The Pumpkin Cream Cheese muffins I made from Brown Eyed Baker were fantastic, and they gave me another chance to work on my streusel. I didn’t add the pecans, reduced the sugar to 3/4 cup in the batter, and intead of pumpkin pie spice, I just upped the amounts of the other spices! The cream cheese in the middle is such a decadent surprise.

I also tried my hand at making truffles, a trio of pumpkin truffles in fact. I adapted a recipe for Pepita Date truffles from A Couple Cooks. Since I was making them in a blender instead of a food processer, I soaked the dates in warm water for 30 minutes, then drained before blending. It worked, but there probably was enough still stuck in the blender that to make a few more truffles. (So I learned how to take my blender apart and clean it real good!)

I also made Pumpkin Spice Truffles using a recipe from Annie’s Eats. I made only a half recipe, and so omitted the graham crackers and just went with ginger snaps. I had trouble with the white chocolate stiffening up too quickly while melting, though. I guess you have to be quick with white chocolate. I ended up making some dark chocolate ones and a few with some white chocolate dolloped on top, no biggie, still delicious! My favorite part is the ginger snap crumbles on top. I had both ginger snaps and melted chocolate left over, so those cookies definitely got dipped and put to good use!

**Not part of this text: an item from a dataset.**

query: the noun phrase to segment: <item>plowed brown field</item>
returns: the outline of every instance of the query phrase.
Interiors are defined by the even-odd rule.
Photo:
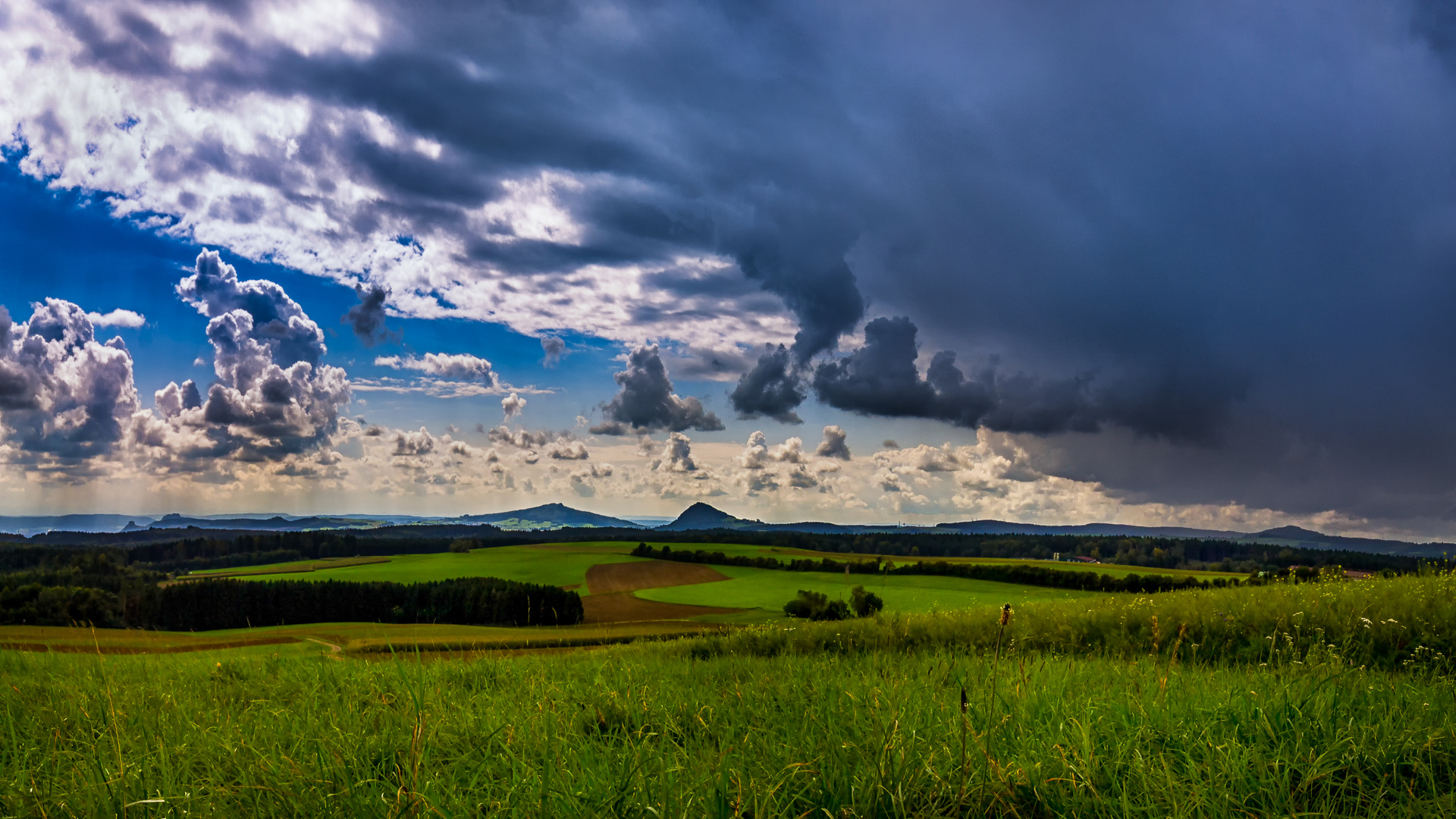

For my husband, the only success here were the cranberry muffins, since they weren’t too sweet like the other goodies. I actually made the pumpkin muffins when family was in town, and the truffles for a late Thanksgiving dinner we had together. I also made a Ginger Pear Crisp for this occasion, which hands down, is my husband’s pick for winner of best dessert.

My husband is definitely picky when it comes to dessert, but I think I have to credit him for being the one to also teach me about what it means to have a good taste.

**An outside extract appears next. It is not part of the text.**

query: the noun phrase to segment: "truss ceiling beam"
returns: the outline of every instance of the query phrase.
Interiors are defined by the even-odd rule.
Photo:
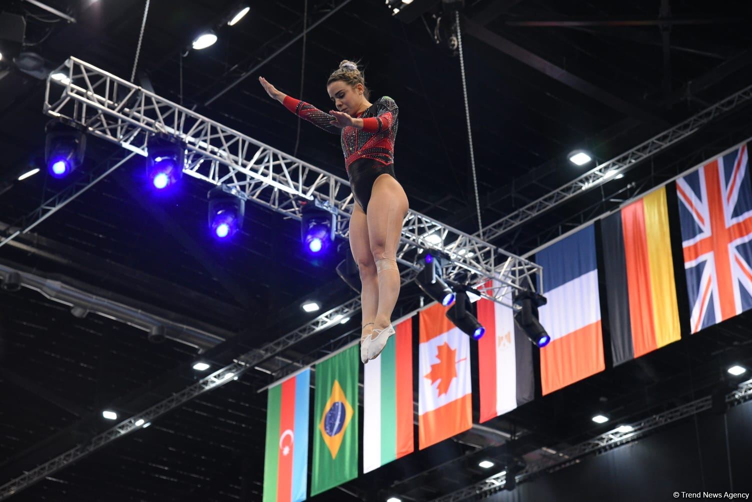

I think it means knowing what it is good for you. Often what is best for you is what is in season, since produce at its peak just tastes better and is likely also at the height of its nutrition content. Since reading The Herbal Kitchen, I also love to incorporate good-for-you spices and herbs into everything, and ginger is a great spice to counteract this cold-and-flu-season weather.

So Ginger Pear Crisp wins on all fronts. I’m not going to be cheeky and call it Fights-off-colds Winter Pear Crisp, but you get the idea.

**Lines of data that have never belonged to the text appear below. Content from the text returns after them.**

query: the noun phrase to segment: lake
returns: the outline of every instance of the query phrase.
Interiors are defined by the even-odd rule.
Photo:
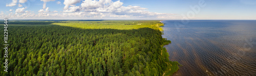
[[[256,75],[256,20],[163,20],[174,75]]]

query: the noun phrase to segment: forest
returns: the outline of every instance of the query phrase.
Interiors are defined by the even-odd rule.
[[[163,47],[171,42],[159,21],[9,20],[0,75],[172,75],[180,64]]]

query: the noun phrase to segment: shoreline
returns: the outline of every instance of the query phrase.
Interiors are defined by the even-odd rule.
[[[162,30],[162,28],[161,28],[162,27],[164,27],[164,23],[162,22],[161,21],[163,20],[161,20],[159,22],[161,22],[162,24],[162,26],[159,26],[158,28],[159,28],[159,30],[161,31],[162,35],[163,34],[163,30]],[[166,38],[163,38],[162,36],[162,38],[164,40],[165,40],[165,42],[164,42],[162,45],[161,45],[162,47],[162,50],[161,50],[161,56],[163,56],[163,54],[164,55],[164,59],[166,59],[168,60],[168,61],[165,62],[166,64],[167,65],[167,67],[166,70],[165,70],[163,71],[163,76],[164,75],[173,75],[174,73],[178,71],[178,70],[179,70],[179,66],[180,65],[180,64],[177,61],[172,61],[169,60],[169,53],[167,52],[167,50],[165,48],[165,47],[163,47],[163,46],[165,45],[167,45],[171,43],[171,41],[167,40]],[[164,52],[163,52],[163,50]],[[165,54],[167,54],[167,56],[164,55]],[[170,64],[170,65],[169,65]],[[174,70],[174,71],[173,71]]]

I first made a ginger pear crisp with one of my baking queen friends using an America’s Test Kitchen recipe. Now every time I make the crisp, it goes something like this….

Ginger Pear Crisp

1/3 cup all-purpose flour
1/3 cup old-fashioned oats
1/3 cup almonds, sliced or finely chopped
1/3 cup brown sugar
1 teaspoon ground ginger
1/2 teaspoon salt
6 tablespoons unsalted butter, melted
2 tablespoons candied ginger, small diced (optional)
4 ripe pears
1 teaspoon lemon juice
1-inch piece fresh ginger, grated
1 teaspoon cornstarch (optional)

Preheat oven to 375 degrees.

Combine flour, oats, almonds, brown sugar, ground ginger, salt in a medium bowl. Drizzle melted butter over flour mixture, stirring until large crumbs form. Stir in candied ginger if using.

Peel pears, then slice in half, core, and remove tough middle stem. Slice lengthwise, and add to a 1 quart round baking dish. Sprinkle with lemon juice, then stir in grated fresh ginger and cornstarch.

Sprinkle crisp topping evenly over pears. Bake for 30 to 45 minutes, until pears are soft and juices are bubbling. Cool on wire rack about 10 minutes, then serve warm with vanilla ice cream!